Sometimes we review our day and discover we have again become critical, fearful, impatient, prideful, or trapped in discouragement over missed opportunities and repeated mistakes.
That can feel disheartening.
Yet perhaps the deeper truth is this:
the ability to see these patterns is itself evidence of spiritual growth.
Before recovery, many of us lived unconsciously inside these behaviors.
We justified them.
Defended them.
Or blamed others for them.
Now Step Ten gives us something different — awareness.
And awareness is not condemnation.
It is light.
The purpose of “cleaning house” is not to prove we are failures.
It is to prevent old resentments, fears, and selfish patterns from quietly rebuilding themselves inside us.
What strikes me most about your reflection is the honesty within it.

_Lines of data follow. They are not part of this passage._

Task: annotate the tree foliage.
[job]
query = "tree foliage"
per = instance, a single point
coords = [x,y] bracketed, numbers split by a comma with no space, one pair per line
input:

You are not hiding from the patterns.
You are observing them.
That is a very different life than before.
Recovery often progresses in this order:
First we act poorly and never notice.
Then we act poorly and blame others.
Then we act poorly and notice later.
Then we notice while doing it.
And eventually, by grace, we begin noticing before it fully takes hold.
That is spiritual progress.
The Apostle Paul described this human struggle honestly in Romans 7 when he wrote:
“For the good that I would I do not: but the evil which I would not, that I do.”
Even Paul recognized the tension between the higher self we desire and the older patterns still living within us.
Step Ten does not ask us to become perfect overnight.
It asks us to remain teachable.
To pause.
To reflect.
To admit when something old has resurfaced.
And then to continue forward rather than surrendering to shame.
In many ways, Step Ten is daily humility in action.
Not:
“I have failed again.”
But rather:
“I see more clearly today than I once did.”
And perhaps that clearer sight is one of the real miracles of recovery.